U.S. Attorney John Durham's investigation into the origins of the FBI's 2016 Russia probe has expanded based on new evidence uncovered during a recent trip to Rome with Attorney General Bill Barr, sources told Fox News on Tuesday.
The sources said Durham was "very interested" to question former Director of National Intelligence James Clapper and former CIA Director John Brennan, an anti-Trump critic who recently dismissed the idea.
The two Obama administration officials were at the helm when the unverified and largely discredited Steele dossier, written by British ex-spy Christopher Steele and funded by the Hillary Clinton campaign and Democratic National Committee, was used to justify a secret surveillance warrant against former Trump adviser Carter Page.

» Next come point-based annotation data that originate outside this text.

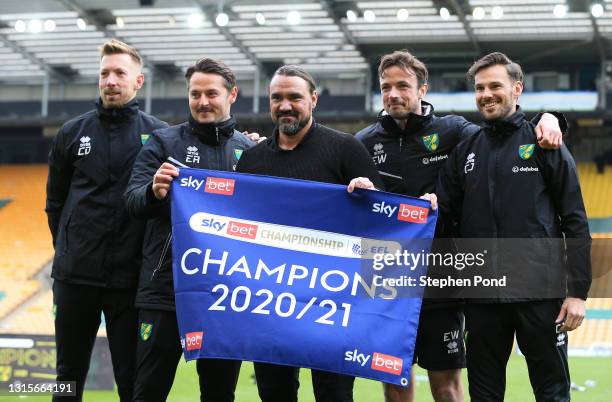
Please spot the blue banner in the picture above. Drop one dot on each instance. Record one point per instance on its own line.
(281, 271)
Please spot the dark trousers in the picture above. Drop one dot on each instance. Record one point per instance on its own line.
(77, 319)
(490, 335)
(158, 354)
(277, 383)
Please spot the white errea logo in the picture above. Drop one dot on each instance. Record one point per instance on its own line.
(469, 163)
(561, 339)
(84, 146)
(192, 155)
(379, 154)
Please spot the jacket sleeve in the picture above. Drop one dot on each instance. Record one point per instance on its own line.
(449, 191)
(58, 182)
(140, 200)
(357, 162)
(564, 189)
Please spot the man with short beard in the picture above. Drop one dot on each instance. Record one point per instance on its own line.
(300, 148)
(410, 144)
(97, 245)
(498, 184)
(209, 140)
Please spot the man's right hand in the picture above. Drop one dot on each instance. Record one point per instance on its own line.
(162, 180)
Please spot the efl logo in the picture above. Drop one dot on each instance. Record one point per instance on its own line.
(411, 213)
(193, 340)
(387, 363)
(217, 185)
(242, 230)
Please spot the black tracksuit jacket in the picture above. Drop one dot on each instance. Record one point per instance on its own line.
(96, 242)
(205, 146)
(497, 185)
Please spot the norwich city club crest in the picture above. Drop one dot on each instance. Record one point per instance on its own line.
(431, 142)
(145, 330)
(525, 151)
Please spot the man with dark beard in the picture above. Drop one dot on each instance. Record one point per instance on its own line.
(302, 149)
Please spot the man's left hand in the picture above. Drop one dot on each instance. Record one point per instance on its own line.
(548, 132)
(254, 137)
(360, 182)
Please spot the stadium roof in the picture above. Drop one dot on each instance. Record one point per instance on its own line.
(59, 38)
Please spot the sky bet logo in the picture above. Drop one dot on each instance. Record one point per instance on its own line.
(407, 213)
(212, 185)
(380, 362)
(193, 340)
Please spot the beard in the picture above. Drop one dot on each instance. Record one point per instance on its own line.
(291, 127)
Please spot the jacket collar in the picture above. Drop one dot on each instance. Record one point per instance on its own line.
(212, 133)
(506, 125)
(115, 115)
(414, 122)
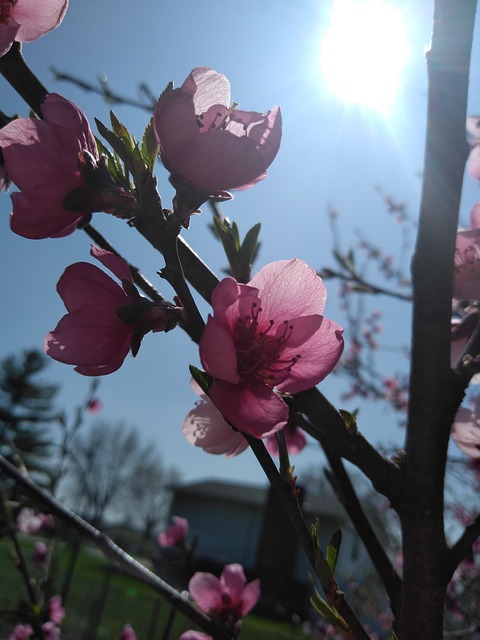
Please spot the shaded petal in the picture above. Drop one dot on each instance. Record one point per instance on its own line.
(466, 276)
(218, 160)
(60, 112)
(250, 597)
(34, 222)
(195, 635)
(118, 266)
(319, 356)
(205, 589)
(204, 427)
(8, 33)
(289, 288)
(475, 216)
(83, 284)
(253, 409)
(90, 339)
(233, 582)
(38, 17)
(466, 432)
(217, 352)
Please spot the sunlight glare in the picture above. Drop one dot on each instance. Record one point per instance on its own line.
(364, 52)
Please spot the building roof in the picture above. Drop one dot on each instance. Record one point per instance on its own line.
(325, 504)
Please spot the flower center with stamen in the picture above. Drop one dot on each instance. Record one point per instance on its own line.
(259, 352)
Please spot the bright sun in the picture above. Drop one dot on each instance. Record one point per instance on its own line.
(364, 52)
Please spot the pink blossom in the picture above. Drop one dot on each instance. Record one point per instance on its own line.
(28, 20)
(175, 534)
(30, 522)
(128, 633)
(40, 553)
(105, 320)
(461, 333)
(294, 439)
(229, 597)
(51, 631)
(267, 335)
(194, 635)
(56, 612)
(466, 430)
(209, 146)
(205, 427)
(55, 164)
(473, 135)
(21, 632)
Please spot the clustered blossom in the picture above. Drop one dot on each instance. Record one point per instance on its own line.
(466, 275)
(466, 430)
(56, 165)
(229, 597)
(208, 145)
(105, 321)
(176, 534)
(50, 628)
(265, 338)
(28, 20)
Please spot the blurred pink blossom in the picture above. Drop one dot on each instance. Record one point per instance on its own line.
(194, 635)
(205, 427)
(55, 164)
(94, 405)
(28, 20)
(174, 535)
(294, 439)
(268, 335)
(128, 633)
(229, 597)
(209, 146)
(466, 430)
(56, 612)
(51, 631)
(21, 632)
(30, 522)
(105, 320)
(39, 553)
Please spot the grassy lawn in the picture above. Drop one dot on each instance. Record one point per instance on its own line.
(101, 600)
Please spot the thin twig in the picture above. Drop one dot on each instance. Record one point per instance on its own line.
(112, 551)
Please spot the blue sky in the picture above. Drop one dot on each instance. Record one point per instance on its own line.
(331, 154)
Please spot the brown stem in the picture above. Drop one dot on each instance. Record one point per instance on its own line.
(433, 393)
(345, 492)
(294, 513)
(112, 551)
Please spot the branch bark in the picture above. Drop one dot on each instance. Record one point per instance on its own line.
(434, 387)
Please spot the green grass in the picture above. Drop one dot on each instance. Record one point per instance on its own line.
(126, 601)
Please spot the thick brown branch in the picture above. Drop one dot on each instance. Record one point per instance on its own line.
(433, 393)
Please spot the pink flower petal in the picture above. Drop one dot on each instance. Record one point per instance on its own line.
(253, 409)
(206, 590)
(218, 353)
(250, 596)
(290, 288)
(205, 427)
(38, 17)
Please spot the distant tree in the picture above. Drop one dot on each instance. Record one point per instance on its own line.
(112, 471)
(26, 408)
(150, 496)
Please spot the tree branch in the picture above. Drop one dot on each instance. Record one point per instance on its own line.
(112, 551)
(433, 393)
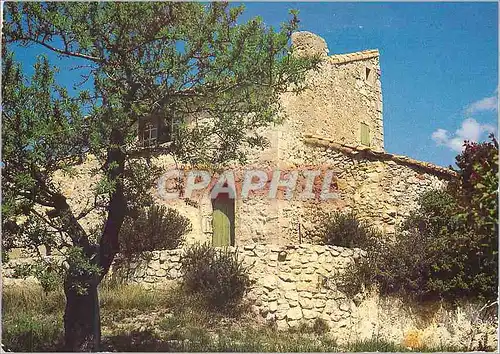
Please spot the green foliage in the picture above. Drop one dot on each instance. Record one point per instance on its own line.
(48, 273)
(435, 255)
(320, 326)
(345, 230)
(477, 188)
(152, 229)
(81, 270)
(216, 275)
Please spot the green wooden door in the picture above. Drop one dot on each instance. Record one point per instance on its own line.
(223, 221)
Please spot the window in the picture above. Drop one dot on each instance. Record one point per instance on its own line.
(365, 134)
(370, 76)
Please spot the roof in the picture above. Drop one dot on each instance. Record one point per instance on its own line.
(345, 58)
(366, 152)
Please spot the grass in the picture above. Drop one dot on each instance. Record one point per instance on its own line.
(135, 319)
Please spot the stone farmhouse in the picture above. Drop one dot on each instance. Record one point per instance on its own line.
(336, 123)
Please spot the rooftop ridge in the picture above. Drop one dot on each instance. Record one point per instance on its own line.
(349, 57)
(381, 155)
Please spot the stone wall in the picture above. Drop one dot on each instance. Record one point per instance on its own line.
(342, 94)
(296, 285)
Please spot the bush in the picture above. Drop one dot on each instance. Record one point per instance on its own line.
(435, 255)
(27, 333)
(345, 230)
(152, 229)
(216, 275)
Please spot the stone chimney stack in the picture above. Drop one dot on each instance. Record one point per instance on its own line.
(308, 44)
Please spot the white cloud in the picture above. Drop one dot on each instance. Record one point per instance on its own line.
(470, 130)
(485, 104)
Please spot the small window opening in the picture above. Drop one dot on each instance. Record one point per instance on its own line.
(367, 73)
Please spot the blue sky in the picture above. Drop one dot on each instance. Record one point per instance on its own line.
(439, 64)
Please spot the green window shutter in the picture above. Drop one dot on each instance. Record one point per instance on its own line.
(365, 134)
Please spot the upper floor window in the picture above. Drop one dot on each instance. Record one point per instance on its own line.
(365, 134)
(149, 134)
(154, 131)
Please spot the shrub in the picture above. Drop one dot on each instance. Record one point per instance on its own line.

In Italy, Barr reportedly told embassy officials he "needed a conference room to meet high-level Italian security agents where he could be sure no one was listening in."
A source in the Italian Ministry of Justice told The Daily Beast earlier this month that Barr and Durham were played a taped deposition made by Joseph Mifsud, the professor who allegedly told ex-Trump aide George Papadopoulos that the Russians had "dirt" on Hillary Clinton. Mifsud reportedly was explaining to authorities in the deposition why people would want to harm him, and why he needed police protection.
Papadopoulos has suggested he was connected with Mifsud as part of a setup orchestrated by intelligence agencies.
President Trump last month informed several countries that Barr would be contacting the appropriate law enforcement entities in each country, according to a DOJ official. When Barr was in Italy that month, he spoke to law enforcement officials there about Durham's review, the source told Fox News.
Additionally, documents obtained by Fox News confirmed that Australia proactively offered support for Barr's review, and seemingly contradicted reporting that Trump was pressuring other countries to assist.